During my lifetime, I’ve witnessed so much political capital expended on overturning Roe v. Wade, outlawing abortion via “heartbeat laws” in states, etc… While I can celebrate these aims towards reducing the number of abortions, and thus the number of innocent lives taken before they even have the chance to take their first breath, I wonder if we might be putting the cart before the horse, in a way. Taking a page from Wilberforce’s playbook, why wouldn’t we instead work toward addressing the many social and cultural pressures that are often the cause of a woman’s decision to have an abortion in the first place.
As Olmstead details in her piece:
Almost half of the women who procure abortions are living under the federal poverty line—and many cite financial scarcity as their primary reason for getting an abortion. Understanding this strain, and helping address it, should be an integral part of the pro-life cause—not just on a political level, but on a cultural and grassroots level. It should be a natural extension of the pro-life cause, which is determined to fight for the most vulnerable among us.

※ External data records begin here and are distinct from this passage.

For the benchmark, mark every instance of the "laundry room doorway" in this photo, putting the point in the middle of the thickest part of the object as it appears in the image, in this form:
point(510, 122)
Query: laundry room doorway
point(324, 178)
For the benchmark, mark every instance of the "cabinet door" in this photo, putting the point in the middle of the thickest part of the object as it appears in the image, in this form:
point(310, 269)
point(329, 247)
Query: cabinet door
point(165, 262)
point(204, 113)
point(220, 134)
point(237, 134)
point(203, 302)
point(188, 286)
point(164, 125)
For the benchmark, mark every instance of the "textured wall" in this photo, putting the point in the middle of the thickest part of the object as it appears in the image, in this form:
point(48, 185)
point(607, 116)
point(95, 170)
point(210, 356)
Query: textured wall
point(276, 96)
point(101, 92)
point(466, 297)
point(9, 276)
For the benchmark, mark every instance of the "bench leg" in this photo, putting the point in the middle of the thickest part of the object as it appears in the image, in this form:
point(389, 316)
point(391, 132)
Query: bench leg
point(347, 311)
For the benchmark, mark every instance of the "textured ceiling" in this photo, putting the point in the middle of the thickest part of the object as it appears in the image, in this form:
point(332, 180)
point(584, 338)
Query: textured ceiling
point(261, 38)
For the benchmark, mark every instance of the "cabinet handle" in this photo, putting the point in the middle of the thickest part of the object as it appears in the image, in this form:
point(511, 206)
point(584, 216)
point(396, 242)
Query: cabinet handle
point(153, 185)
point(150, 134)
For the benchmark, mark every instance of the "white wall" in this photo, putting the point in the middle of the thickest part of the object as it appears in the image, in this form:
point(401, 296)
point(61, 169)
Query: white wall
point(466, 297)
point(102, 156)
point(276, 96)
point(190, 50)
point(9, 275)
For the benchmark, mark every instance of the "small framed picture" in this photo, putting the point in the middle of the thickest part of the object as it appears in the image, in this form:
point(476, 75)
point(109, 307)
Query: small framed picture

This is the strategy Wilberforce utilized when working toward the abolition of slavery. He started a more grassroots movement that eventually won over the “hearts and minds of the British people,” as Olmstead writes. What would that look like in America in 2021? I can’t fathom saying it any more clearly than Olmstead does in the conclusion to her piece:
we’re going to need tender culture warriors and humanitarians, winsome orators and artists. Because pro-lifers won’t be able to win votes unless and until they win over hearts and minds
Partisan politics is not the answer to saving lives from abortion, or from any other cause that falls under the pro-life umbrella (which as an aside I strongly support more than just anti-abortion. I believe God calls us to respect life in all of its forms from birth to natural death). Instead, we need leaders to speak up about these things outside of Washington and call for reform at all levels of society so that we can address the root causes and not just enact more legislation that may or may not actually have the intended effect.
As I’ve written elsewhere, we also need to learn how to disagree well with those who may have different ideas or moral compasses than our own. We can vehemently disagree without demonizing their position or even their existence as a human. It’s only with differing viewpoints and ideas that we can work towards solutions and solve the problems present in our society.
Let’s have compassion on those around us, not jump to judgment of someone’s choice when it may feel like the only choice they have. Let’s work to impact our culture so that it values life in all stages. Let’s encourage our representatives at all levels of government to address poverty, homelessness, child welfare, and all of the underlying social ills that often lead to an abortion. And most of all, let’s look to God in prayer, for the lives not yet born and for those already born. Once we reorient ourselves in this way, we can start to make a real difference for life in our country.